###### Imports and Settings

In [1]:
import pandas as pd
import numpy as np
import requests
from functools import reduce
import matplotlib.pyplot as plt
import pickle
pd.set_option('display.max_columns', None)
pd.set_option('display.max_rows', None)
pd.set_option('display.width', 150)
import sys
sys.path.append("..") # Adds higher directory to python modules path
import geodict
tofullcensus = geodict.tofullcensus
geotogeoid = geodict.geotogeoid
import sqlite3 as sq

# This notebook outlines the download and formatting process for data from the Tennessee Bureau of Investigation.  

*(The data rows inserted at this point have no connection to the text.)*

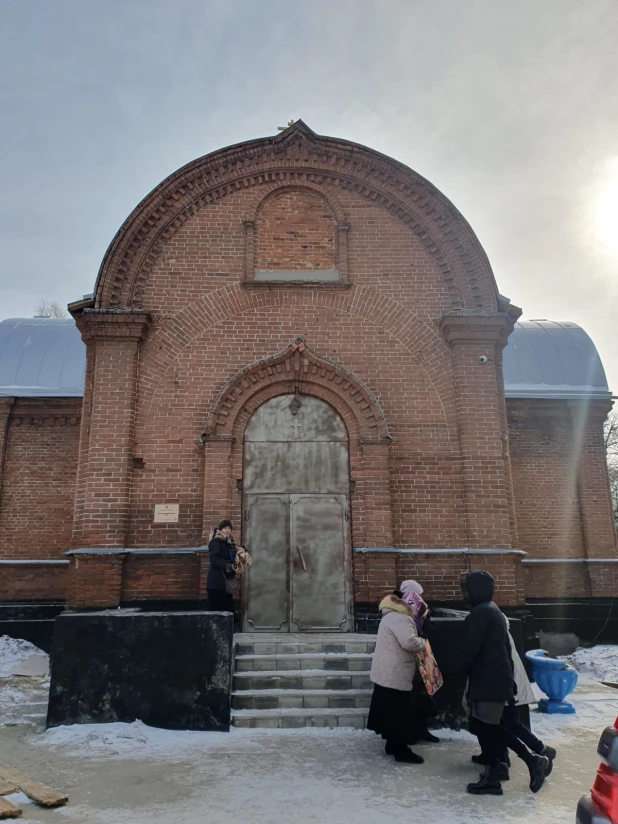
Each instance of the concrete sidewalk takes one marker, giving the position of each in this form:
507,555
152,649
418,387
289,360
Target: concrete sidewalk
132,774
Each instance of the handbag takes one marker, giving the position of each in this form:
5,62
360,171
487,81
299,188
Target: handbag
429,670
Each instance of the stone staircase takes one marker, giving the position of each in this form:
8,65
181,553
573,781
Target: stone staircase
285,681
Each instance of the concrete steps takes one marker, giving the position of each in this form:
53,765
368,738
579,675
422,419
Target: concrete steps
291,681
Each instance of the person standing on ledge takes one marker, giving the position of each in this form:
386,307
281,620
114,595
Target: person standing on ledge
222,581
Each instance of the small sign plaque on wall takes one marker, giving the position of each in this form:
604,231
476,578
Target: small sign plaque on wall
166,513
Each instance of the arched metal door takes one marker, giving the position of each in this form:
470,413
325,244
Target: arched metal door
296,482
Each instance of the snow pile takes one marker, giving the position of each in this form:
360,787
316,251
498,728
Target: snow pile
13,651
139,740
598,663
136,739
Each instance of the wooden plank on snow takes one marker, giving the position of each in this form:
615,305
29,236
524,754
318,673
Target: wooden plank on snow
8,810
6,787
40,793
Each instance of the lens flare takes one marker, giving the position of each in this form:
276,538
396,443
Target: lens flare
606,209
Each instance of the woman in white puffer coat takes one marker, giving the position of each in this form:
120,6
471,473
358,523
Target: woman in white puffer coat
392,672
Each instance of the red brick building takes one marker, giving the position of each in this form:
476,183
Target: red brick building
304,335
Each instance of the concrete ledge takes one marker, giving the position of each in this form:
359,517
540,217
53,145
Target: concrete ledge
15,562
364,550
147,551
571,561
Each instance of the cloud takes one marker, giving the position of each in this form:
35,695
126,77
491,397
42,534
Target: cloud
504,106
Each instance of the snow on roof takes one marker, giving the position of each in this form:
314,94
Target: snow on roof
45,357
550,359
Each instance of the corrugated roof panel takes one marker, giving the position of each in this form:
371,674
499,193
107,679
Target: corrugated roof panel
548,359
45,357
41,357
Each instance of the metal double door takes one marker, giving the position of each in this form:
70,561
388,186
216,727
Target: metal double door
299,578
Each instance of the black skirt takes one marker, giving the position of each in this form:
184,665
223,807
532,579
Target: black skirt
390,714
398,716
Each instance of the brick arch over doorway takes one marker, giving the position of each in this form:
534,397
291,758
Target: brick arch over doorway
295,157
162,349
299,370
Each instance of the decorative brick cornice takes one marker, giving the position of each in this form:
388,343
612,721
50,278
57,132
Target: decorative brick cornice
296,367
164,346
297,157
51,419
471,327
127,325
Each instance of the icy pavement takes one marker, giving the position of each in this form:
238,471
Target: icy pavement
599,663
134,774
13,652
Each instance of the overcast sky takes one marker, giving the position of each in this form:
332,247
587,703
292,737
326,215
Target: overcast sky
510,107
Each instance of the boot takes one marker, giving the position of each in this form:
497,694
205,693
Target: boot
480,759
406,756
503,772
538,766
550,754
488,784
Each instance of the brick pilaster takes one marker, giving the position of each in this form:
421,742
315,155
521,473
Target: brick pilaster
5,412
476,343
106,446
594,492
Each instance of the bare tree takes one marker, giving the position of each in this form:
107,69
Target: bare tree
611,448
50,309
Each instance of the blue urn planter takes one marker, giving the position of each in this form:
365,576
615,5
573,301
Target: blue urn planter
555,679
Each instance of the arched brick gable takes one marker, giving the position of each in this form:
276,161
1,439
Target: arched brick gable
297,156
297,369
420,339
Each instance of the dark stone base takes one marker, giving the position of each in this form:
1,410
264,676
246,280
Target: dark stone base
32,622
168,669
593,620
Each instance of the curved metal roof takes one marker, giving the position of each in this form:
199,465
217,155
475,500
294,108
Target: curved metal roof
45,357
41,357
548,359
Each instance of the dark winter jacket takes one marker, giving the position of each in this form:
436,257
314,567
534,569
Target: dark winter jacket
222,554
487,653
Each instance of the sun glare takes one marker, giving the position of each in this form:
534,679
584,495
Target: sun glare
606,209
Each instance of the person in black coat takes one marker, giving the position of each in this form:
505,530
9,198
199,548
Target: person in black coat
222,581
488,662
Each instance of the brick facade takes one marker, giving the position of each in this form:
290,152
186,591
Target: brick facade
185,342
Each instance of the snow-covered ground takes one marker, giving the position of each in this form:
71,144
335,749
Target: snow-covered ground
598,663
13,651
134,774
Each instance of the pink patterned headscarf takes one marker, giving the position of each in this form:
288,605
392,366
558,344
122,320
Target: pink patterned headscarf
419,607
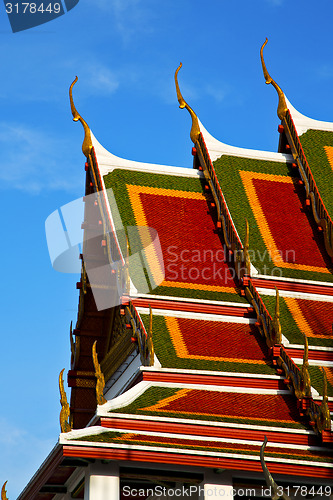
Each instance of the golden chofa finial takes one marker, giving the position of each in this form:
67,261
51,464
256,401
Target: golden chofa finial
87,142
282,106
4,492
195,130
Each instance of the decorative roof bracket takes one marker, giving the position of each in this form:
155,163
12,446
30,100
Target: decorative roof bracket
100,384
195,130
282,106
87,142
65,421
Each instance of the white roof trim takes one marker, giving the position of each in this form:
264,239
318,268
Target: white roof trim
107,162
217,149
304,123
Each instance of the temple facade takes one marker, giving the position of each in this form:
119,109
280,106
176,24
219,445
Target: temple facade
202,355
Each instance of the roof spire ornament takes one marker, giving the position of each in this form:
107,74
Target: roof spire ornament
282,106
87,142
4,492
195,130
100,384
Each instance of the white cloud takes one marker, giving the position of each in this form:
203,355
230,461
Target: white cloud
131,17
21,455
33,160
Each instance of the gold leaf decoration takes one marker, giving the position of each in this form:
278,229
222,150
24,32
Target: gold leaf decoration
100,384
65,413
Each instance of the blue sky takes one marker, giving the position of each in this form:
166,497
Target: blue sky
125,53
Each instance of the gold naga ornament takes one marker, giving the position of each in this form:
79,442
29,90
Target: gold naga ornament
282,106
65,414
325,411
195,130
4,492
305,390
150,338
87,142
100,384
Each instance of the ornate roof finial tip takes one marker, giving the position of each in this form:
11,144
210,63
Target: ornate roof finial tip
87,142
195,130
282,106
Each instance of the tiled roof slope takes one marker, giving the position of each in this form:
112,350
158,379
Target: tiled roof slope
284,240
316,138
179,210
187,378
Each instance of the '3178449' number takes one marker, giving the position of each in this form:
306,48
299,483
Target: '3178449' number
32,8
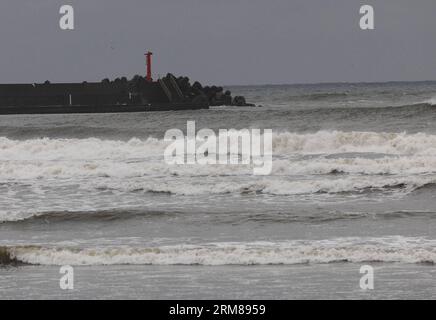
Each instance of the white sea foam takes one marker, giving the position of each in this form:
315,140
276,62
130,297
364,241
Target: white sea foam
432,101
358,250
72,158
326,142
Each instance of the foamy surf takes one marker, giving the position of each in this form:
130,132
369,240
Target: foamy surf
283,142
355,250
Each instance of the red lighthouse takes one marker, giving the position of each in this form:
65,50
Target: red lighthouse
148,55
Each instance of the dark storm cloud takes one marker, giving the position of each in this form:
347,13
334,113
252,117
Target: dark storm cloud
219,41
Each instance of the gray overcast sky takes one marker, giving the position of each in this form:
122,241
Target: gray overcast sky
219,41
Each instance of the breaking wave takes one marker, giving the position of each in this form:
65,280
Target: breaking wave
357,250
354,153
283,142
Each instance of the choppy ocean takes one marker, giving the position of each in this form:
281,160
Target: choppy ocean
353,183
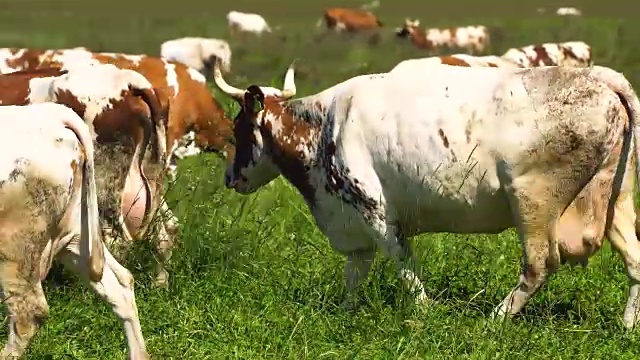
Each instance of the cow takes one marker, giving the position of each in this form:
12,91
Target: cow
471,38
49,210
457,60
349,20
194,114
570,53
124,114
197,52
14,59
568,11
197,122
380,158
247,22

Go to this page: https://crimeinsight.tbi.tn.gov/public/View/dispview.aspx?ReportId=20, "Crime Rates by Jurisdiction" fom this page: https://crimeinsight.tbi.tn.gov/public/Browse/browsetables.aspx
We are looking for Crime Rates by county and the State of Tennessee here. Select "Jurisdiction by Geography" on the left-side of the screen, where you are then able to manipulate geographies by level. Select the State, and then deselect the regions, select counties in the GNRC operating area (most in Middle, some in West), and under those counties leave the jurisdictions. Click "show report" in the top right-side of the screen, and then download a multi-dimensional csv file. Delete the data headers, rename Jurisdiction by Geography to "NAME", make sure that the numbers are not formatted with commas, add a county column to tag the juridictions with a county, leaving the column null for the state and counties, and set the column headers correctly before saving the file as "TBRCrimeRatesbyJurisdiction_IncidentDate(YYYY).csv.  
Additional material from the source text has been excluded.